I diffusori a basso costo per Pc d’annata che campeggiano nella copertina, tratta da una scultura creata da Matias Faldbakken e concettualizzata da Lopatin attraverso una fotografia di Vegard Kleven, restituiscono il gancio estetico di una percezione diffusa durante l’ascolto: è come se Oneohtrix Point Never avesse deciso di avvinghiarsi sugli elementi digitali per farne un carro di buoi utili ad arare un campo di rottami che diventano concime per far fiorire melodie, tempi, rumori e squarci chitarristici miracolosamente in linea con quella che resta una suprema paranoia collettiva. Perché descrivere i momenti dell’opera è attraversare Khazad-dûm dentro il robot EVE (Extraterrestrial Vegetation Evaluator) di WALL•E. Ma proviamoci lo stesso.
L’incipit orchestrale di “Elseware” è grazia bucolica, l’ultimo sorriso al mondo prima di imbattersi nei multiversi Lopatin. A partire da “Again”: cos’è? Si potrebbe rispondere come il sogno virtuale dei Visible Cloaks che sfiora l’approccio moogsploitation di Tomita. E “World Outside”? Blanck Mass con l’hula hoop. Paesaggi, paesaggi e ancora paesaggi di mondi impossibili. Poi all’improvviso “Krumville”, con Ranaldo e Salon in assetto dream-pop che affiancano Jamie Stewart mentre intona il ricordo di un amico fuggito via, lungo la strada che unisce Kripplebush e Samsonville.
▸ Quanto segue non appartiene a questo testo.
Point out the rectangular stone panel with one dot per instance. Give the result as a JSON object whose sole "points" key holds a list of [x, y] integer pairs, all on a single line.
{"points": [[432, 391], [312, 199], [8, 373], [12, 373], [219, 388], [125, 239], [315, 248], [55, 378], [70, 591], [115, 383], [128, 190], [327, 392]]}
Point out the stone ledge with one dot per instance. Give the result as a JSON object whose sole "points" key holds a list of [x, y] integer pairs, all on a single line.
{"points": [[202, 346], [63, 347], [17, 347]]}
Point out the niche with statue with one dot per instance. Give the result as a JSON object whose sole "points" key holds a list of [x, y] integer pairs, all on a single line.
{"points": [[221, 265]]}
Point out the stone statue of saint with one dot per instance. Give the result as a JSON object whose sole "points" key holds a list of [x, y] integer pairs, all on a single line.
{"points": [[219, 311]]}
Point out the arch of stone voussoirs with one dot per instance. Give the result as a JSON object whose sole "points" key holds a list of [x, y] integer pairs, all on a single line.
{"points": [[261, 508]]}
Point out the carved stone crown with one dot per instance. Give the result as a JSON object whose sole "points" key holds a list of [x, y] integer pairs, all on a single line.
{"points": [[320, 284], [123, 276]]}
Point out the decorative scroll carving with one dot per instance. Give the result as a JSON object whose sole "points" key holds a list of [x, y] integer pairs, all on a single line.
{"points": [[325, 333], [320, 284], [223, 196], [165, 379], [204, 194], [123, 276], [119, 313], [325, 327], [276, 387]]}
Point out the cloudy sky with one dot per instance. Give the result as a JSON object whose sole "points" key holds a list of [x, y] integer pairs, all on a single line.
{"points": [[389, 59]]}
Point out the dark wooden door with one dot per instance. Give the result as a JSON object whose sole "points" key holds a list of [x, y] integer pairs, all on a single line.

In “Again” predomina invece una "geografia" ancor più personale, tracciata su coordinate che Lopatin traduce con un’ondulazione di patch, filtri, sequenze e dissonanze.
In “Nightmare Paint” l’assolo (?) di Jeff Gitelman si inserisce superbo tra mille riflessi. E cosa dire dell’ingresso di Ranaldo sulle pulsazioni di “Memories Of Music”? Praticamente un pezzo fusion in alta definizione. E ancora risacche alla Washed Out in “On An Axis” che si disperdono con altri incroci noise tra Ranaldo e Salon.
La seconda metà del piatto è la parte "umana" del disco. E un saggio di cosmica meraviglia come la danza di “A Barely Lit Path” non può che essere la chiusura perfetta di "Again". Chiosa che sull'ultima facciata del secondo Lp è affidata alla bonus track "My Dream Dungeon Makeover": cinque minuti di luce filtrata attraverso un prisma elettronico. L’altra immaginifica ascesa di un musicista enorme, capace di ribaltare, a propria immagine e somiglianza, tutto e di più.